Withdrawal Tax Rules and Required Minimum Distributions

Perhaps the most complicated aspect of any tax-advantaged retirement plan is, well, taxes.

The government structures retirement plans to benefit you, so hopefully you can support yourself in retirement. However, the IRS wants its cut of your income at some point.

In order to encourage you to let your investments grow for a long time, you usually can’t withdraw money scot-free from a TSP until age 59½. However, if you’re 55+ and retired, or if you’re 50+ and you qualify under a special FERS provision, the IRS won’t slap you with a 10% early withdrawal penalty.

Also, if you’re at least 72 years old but still working, you can delay your withdrawals until the year after you stop working.

You can’t leave your money in your TSP forever. In order to get its cut of your funds, the IRS mandates that you start withdrawing a certain amount every year once you turn 72 years old. These are called Required Minimum Distributions (RMDs).


Withdrawing Money from a Thrift Savings Plan Can Be a Hassle

It’s not as easy to withdraw money from a Thrift Savings Plan as it is from an IRA or even a 401(k).

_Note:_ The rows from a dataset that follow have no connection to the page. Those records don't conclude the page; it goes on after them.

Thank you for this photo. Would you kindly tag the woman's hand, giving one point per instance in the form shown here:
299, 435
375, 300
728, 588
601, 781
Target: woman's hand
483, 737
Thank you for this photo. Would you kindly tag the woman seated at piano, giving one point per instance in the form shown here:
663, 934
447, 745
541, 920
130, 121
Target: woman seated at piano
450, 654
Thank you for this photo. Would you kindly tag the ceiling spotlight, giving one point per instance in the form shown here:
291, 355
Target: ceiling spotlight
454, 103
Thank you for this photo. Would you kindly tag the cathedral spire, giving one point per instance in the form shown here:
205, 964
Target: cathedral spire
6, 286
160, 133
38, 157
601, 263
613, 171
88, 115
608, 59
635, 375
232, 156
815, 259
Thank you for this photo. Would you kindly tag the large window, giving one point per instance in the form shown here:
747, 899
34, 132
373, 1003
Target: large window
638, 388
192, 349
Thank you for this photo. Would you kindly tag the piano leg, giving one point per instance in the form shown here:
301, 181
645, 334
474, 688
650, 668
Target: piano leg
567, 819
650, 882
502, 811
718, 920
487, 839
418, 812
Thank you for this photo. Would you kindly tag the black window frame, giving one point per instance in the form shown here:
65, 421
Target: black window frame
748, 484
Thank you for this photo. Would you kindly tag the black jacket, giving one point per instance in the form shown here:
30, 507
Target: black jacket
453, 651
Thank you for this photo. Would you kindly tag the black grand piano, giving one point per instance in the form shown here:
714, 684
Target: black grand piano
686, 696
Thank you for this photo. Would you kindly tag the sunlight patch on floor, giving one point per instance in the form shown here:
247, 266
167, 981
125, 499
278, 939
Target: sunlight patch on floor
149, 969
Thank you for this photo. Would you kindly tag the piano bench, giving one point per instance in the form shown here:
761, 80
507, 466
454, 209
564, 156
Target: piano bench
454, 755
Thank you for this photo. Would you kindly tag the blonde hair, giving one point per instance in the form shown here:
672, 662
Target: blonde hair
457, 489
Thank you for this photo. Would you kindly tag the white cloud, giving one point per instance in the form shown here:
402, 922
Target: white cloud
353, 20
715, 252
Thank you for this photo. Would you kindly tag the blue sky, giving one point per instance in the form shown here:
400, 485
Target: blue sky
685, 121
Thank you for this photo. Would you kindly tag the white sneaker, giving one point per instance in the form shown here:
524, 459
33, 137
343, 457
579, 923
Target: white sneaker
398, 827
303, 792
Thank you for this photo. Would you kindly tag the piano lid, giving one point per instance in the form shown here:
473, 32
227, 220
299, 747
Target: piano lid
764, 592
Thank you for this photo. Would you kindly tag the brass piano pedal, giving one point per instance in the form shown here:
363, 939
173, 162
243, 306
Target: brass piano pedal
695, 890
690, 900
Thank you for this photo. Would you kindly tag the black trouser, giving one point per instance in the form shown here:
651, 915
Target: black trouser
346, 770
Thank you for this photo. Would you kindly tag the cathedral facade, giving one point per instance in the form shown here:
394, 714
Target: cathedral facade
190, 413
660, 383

The initial process can take up to eight weeks. You have to send the TSP Service Office several forms. Depending on how old you are, that can include an Employee Data Record from your office that indicates you have separated as an employee.

You can withdraw only monthly, quarterly or annually. Contrast that to IRAs, which have no limits on withdrawals in retirement (timing or amount).

With a Thrift Savings Plan, you can request a payout of a specific dollar amount. Or you can ask for an amount that’s based on your life expectancy and account balance (to meet your RMDs).

If you want a complete withdrawal, you get a choice between a lump sum payout or a monthly payment (via an annuity lifetime payment). You can also split your payout between those two options.

You have less control if you leave a job with $200 or less in your TSP.

Usually, you can borrow up to $50,000 from your TSP.

If you die, the Thrift Savings Plan Service Office will pay out the funds to your beneficiary. You can note your beneficiary on a written designation form. If you die without filling out the form, your funds will go to the first available option on this list:

  • Widow(er)
  • Child(ren) or descendants of dead children
  • Surviving parent(s)
  • Executor of the estate
  • Any other next of kin entitled under the law of the state where you lived when you died

Final Thoughts

TSPs don’t get as much attention as 401(k) plans.

But if you have access to a TSP for your workplace retirement savings, congratulations. You have a well-regarded, tax-advantaged, low-cost program to invest for your retirement.


Your investment options will be limited. Your withdrawal process probably will be finicky. But those are minor drawbacks alongside the high contribution limits, microscopic fees and potential for a nice government contribution match.